BeatBlend

One part observer, one part participant. Enjoying life equally.

Thursday, July 20, 2006

On Assage.

Quit staring at my ass. I'm serious, I know it's summertime, I know my new blonde hair is just asking for trouble (the fact that I am phrasing it like just shows how sick and wrong our society is and its views towards women), but seriously ... it's unwarranted. I have visited states, lived in other countries, trasped through other cities--and I've never encountered such a rash amount of ooglers as in the city of Chicago.

Especially this summer.

Please, let me explain: The purpose of these words is not to make the point that men find me attractive--honestly, I am an average looking gal, I take care of myself, enjoy working out, enjoying feeling the high I get from my cycling class or the elliptical machine. But I do these things to sastisfy my own self, not anyone else's. Why, then, should I feel uncomfortable walking out of the YMCA in bicycle shorts (not short, mind you. Mid-quad) only to bump into two 40-something gentleman (hold up! too much credit!) who I can see cereening at me from the reflection in an adjacent window? Today, I had had enough. As I saw "the oogle" (dun-dun-dun) I whipped my head around and simply stared them down. They, obviously embarassed by their actions, whipped there heads around equally fast, prentending the whole situation never happened.
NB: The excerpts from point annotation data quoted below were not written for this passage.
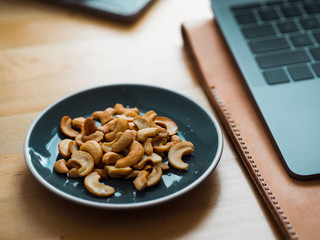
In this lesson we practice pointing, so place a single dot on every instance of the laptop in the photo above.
(276, 45)
(119, 10)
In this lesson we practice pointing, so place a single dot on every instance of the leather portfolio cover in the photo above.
(294, 204)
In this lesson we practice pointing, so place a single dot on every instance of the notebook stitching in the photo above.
(256, 170)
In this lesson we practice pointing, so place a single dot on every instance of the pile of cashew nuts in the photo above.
(120, 143)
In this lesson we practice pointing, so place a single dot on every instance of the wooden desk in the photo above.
(47, 52)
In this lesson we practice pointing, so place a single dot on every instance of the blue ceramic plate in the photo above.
(195, 123)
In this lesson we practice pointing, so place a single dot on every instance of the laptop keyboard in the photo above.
(284, 37)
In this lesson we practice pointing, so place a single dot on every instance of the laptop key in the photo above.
(245, 18)
(310, 23)
(315, 53)
(281, 59)
(300, 73)
(269, 45)
(316, 68)
(290, 11)
(288, 27)
(267, 15)
(258, 31)
(317, 36)
(312, 8)
(301, 40)
(276, 76)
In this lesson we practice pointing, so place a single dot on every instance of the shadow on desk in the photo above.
(52, 215)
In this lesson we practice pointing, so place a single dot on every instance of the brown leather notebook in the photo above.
(294, 204)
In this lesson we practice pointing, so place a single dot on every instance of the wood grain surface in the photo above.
(46, 52)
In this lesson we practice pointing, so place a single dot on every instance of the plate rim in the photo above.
(90, 203)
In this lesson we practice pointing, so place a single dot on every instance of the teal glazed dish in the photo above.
(195, 123)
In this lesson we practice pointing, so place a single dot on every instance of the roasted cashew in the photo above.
(60, 166)
(111, 158)
(107, 146)
(78, 139)
(132, 174)
(82, 159)
(154, 158)
(97, 136)
(93, 185)
(77, 123)
(130, 112)
(144, 133)
(147, 145)
(150, 117)
(104, 116)
(64, 148)
(65, 127)
(73, 146)
(135, 153)
(89, 126)
(167, 123)
(118, 125)
(176, 153)
(160, 146)
(163, 165)
(155, 176)
(140, 182)
(114, 172)
(101, 172)
(94, 149)
(124, 141)
(141, 122)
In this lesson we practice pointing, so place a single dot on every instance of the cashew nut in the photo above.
(124, 141)
(147, 145)
(101, 172)
(81, 164)
(154, 158)
(135, 153)
(140, 182)
(73, 146)
(77, 123)
(144, 133)
(112, 171)
(130, 112)
(126, 145)
(93, 185)
(64, 148)
(89, 126)
(161, 146)
(94, 149)
(107, 146)
(65, 126)
(141, 122)
(61, 166)
(104, 116)
(117, 125)
(111, 158)
(170, 125)
(97, 136)
(176, 153)
(155, 176)
(163, 165)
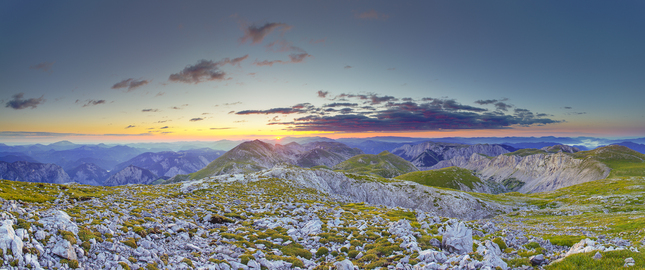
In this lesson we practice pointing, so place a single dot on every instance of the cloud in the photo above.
(27, 134)
(385, 113)
(283, 46)
(44, 66)
(293, 58)
(336, 104)
(322, 94)
(90, 102)
(486, 102)
(316, 41)
(205, 70)
(370, 97)
(130, 83)
(257, 34)
(371, 15)
(18, 103)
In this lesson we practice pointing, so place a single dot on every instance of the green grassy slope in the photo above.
(384, 164)
(449, 177)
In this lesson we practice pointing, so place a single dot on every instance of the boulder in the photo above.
(344, 265)
(65, 250)
(458, 239)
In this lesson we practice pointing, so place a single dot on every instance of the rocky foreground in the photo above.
(233, 222)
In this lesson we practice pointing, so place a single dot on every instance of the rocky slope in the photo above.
(453, 177)
(384, 164)
(88, 174)
(427, 154)
(33, 172)
(131, 175)
(171, 163)
(256, 155)
(529, 172)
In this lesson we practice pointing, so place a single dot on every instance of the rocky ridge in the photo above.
(535, 173)
(427, 154)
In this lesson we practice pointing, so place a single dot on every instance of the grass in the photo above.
(609, 261)
(450, 177)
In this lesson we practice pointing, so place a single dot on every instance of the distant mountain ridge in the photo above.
(169, 163)
(257, 155)
(385, 164)
(131, 175)
(33, 172)
(427, 154)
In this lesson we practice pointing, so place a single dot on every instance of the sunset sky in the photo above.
(105, 71)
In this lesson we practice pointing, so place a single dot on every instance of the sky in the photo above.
(110, 71)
Here is a balance that I am finding impossible to strike--so I lighten my hair a bit, so I work out nearly every day? I do this because I know it flatters ME--I don't do it attract attention from men, or of anyone for that matter. On Tuesday night, for example, a male friend of mine told me that whether I want the attention or not, I'm going to get it, based on the fact that men are men and your actions and the perception you give off to the world are what people see. In other words, "It's your own fault, honey." It's almost as if he seemed to be saying, "but isn't that what you want? Why else would you do those things?" No, again--twisted! Why should things that make ME feel good ultimately make ME feel bad? They make me down right uncomfortable. How are the things I do for myself benefiting me then? I am not starved for attention nor do I get my self-esteem from men in anyway (an accusation slung my way in college due to my close involvement with my male friends, who I relate to and love very, very much). I am just trying to better MYSELF and flee from the male, summertime preoccupation and aversion with perversion. I have no problem flipping off cars who honk at me, or random dudes on the street that say "hey, baby." Fuck off. This world is complicated enough without you making me feel uncomfortable.